『天使の翼』第5章(43)
その後も、食事の間中、ダイアンはシャルルを独占し続け、そのシャルルに釘付けのとろんと潤んだ瞳が、癪に障ってしょうがない。一方のダイアンが、わたしが急に無口になってむすっとしていることに全く無頓着なのも、わたしの気持ちをじりじりと苛立たせる。
シャルルが時々優しい視線を向けてくるのだが、わたしは、まるで子供のようにむくれて見せた……わたしは、自分の気持ちがコントロールできず、感情のおもむくままに流されていく……なんてこと!その時のわたしは、自分が天使に叙任された女であることなど、すっかり忘れ果てていた。
……一つだけ、意外というか、感心したのは、ダイアンが、実は、ICS社の社員ではなく臨時雇いで、本業は、アルクトゥールス帝国大学経済学部の学生だということだ……
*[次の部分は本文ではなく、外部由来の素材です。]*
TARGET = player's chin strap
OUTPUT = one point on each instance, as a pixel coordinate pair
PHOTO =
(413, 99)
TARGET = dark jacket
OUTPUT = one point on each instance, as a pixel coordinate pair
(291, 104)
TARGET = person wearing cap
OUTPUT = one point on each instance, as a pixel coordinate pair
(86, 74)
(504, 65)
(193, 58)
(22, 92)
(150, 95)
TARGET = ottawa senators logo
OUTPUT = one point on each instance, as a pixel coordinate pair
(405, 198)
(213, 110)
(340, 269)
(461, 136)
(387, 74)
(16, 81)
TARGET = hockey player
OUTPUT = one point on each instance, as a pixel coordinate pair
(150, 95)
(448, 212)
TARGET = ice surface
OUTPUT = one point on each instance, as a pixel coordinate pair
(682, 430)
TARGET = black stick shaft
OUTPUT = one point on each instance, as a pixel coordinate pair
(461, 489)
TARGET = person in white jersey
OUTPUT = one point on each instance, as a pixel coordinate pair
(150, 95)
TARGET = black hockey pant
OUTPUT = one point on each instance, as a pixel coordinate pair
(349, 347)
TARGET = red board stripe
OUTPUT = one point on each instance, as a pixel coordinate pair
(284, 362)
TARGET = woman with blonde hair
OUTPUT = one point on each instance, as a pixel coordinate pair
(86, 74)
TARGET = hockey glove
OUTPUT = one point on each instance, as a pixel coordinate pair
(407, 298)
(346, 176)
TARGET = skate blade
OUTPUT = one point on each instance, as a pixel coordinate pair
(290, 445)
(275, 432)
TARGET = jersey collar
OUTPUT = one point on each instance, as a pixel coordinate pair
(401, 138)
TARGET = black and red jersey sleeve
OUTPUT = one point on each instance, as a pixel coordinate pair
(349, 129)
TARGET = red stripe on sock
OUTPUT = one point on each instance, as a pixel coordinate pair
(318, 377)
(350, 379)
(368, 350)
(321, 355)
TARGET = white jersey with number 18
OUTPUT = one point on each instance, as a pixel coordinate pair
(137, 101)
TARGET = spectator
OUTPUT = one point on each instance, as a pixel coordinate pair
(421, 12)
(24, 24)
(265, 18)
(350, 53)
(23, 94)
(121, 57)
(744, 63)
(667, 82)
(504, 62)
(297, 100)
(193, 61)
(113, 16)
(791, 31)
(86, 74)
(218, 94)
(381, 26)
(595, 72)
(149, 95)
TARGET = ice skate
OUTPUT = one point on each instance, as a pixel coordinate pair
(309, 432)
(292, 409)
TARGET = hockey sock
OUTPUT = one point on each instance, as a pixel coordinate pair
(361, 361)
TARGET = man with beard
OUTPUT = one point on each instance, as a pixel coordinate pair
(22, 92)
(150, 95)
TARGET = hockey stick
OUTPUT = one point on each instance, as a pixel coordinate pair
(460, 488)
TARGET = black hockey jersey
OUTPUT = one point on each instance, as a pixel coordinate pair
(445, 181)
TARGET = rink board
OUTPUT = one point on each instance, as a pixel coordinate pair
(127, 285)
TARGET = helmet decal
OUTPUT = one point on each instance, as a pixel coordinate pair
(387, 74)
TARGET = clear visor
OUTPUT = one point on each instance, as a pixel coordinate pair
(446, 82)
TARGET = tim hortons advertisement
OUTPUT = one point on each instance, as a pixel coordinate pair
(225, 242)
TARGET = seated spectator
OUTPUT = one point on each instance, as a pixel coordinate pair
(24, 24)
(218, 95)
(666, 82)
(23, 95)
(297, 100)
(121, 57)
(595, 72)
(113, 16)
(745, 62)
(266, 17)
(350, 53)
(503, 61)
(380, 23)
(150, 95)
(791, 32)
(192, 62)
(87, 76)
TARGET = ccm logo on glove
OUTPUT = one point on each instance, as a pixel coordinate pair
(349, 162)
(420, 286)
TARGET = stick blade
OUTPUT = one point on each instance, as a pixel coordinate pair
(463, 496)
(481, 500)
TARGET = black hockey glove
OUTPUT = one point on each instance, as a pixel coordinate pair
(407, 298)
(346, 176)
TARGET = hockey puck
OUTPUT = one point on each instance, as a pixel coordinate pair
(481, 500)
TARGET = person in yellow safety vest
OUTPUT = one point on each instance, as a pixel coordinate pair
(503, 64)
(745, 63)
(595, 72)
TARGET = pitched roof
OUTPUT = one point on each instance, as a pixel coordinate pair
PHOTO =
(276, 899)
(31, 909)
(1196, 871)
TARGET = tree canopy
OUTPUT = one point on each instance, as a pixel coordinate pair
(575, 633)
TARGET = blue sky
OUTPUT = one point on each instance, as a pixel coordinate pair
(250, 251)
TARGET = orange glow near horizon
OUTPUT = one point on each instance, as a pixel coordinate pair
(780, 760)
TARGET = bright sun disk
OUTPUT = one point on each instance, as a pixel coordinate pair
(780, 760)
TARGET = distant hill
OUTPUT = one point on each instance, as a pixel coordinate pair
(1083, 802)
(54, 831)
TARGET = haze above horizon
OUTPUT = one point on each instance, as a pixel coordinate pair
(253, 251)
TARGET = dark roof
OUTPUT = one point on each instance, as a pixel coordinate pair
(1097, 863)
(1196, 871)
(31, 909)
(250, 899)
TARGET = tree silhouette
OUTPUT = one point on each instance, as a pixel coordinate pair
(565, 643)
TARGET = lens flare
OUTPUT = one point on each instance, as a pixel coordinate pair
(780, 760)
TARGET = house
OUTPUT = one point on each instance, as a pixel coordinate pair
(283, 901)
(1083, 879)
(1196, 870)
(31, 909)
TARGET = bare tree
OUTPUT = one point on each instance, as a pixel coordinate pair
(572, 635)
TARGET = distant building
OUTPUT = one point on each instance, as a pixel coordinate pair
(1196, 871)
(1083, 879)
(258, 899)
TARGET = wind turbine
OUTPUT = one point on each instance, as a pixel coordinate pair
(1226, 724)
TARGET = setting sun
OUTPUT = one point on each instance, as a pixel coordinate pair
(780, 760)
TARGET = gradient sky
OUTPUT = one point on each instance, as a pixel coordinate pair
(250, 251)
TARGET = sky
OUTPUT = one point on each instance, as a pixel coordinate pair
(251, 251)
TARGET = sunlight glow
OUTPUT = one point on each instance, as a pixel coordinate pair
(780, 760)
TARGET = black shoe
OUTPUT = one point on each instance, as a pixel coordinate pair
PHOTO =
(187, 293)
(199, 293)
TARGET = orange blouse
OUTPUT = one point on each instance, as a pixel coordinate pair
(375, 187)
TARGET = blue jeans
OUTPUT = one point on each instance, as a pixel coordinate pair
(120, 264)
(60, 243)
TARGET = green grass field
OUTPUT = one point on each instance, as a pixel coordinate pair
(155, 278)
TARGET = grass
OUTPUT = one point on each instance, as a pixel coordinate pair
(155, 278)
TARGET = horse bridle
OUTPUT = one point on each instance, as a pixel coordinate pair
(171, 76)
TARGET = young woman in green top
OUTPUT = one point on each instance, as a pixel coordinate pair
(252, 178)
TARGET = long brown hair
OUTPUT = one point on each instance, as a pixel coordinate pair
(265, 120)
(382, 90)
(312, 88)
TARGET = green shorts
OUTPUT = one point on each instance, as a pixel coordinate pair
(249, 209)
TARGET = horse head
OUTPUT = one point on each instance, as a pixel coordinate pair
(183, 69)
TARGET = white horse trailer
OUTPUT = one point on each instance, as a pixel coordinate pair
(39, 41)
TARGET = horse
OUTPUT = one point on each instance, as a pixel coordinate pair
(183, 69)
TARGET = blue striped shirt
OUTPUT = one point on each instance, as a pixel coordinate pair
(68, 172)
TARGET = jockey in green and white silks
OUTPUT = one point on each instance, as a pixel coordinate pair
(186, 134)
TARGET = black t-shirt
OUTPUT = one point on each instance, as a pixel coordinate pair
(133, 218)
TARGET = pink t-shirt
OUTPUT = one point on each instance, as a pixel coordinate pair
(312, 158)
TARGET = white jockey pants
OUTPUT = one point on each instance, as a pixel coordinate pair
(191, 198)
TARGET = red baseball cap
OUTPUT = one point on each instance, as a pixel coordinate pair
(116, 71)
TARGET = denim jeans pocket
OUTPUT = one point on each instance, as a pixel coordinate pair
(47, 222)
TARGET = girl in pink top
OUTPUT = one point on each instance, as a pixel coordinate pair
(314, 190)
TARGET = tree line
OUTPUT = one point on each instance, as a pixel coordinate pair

針の筵のような食事を終え、いざ寝るという段になって、意外な展開が待っていた。
「ブランケット、2枚しかないんでしょ。悪いけど、私、滅茶苦茶寝相が悪いんで一人で使わせてもらうわ……シャルルとデイテは姉弟なんだし」
それを聞いて、わたしの胸の鼓動が、急に早まった。どきどきしているうちに、反論している間が逃げていった……
(いくら姉弟だからといっても……)
わたしとシャルルが、もじもじと雑事にとらわれている振りをしているうちに、ダイアンは、安らかな吐息とともに寝入ってしまった。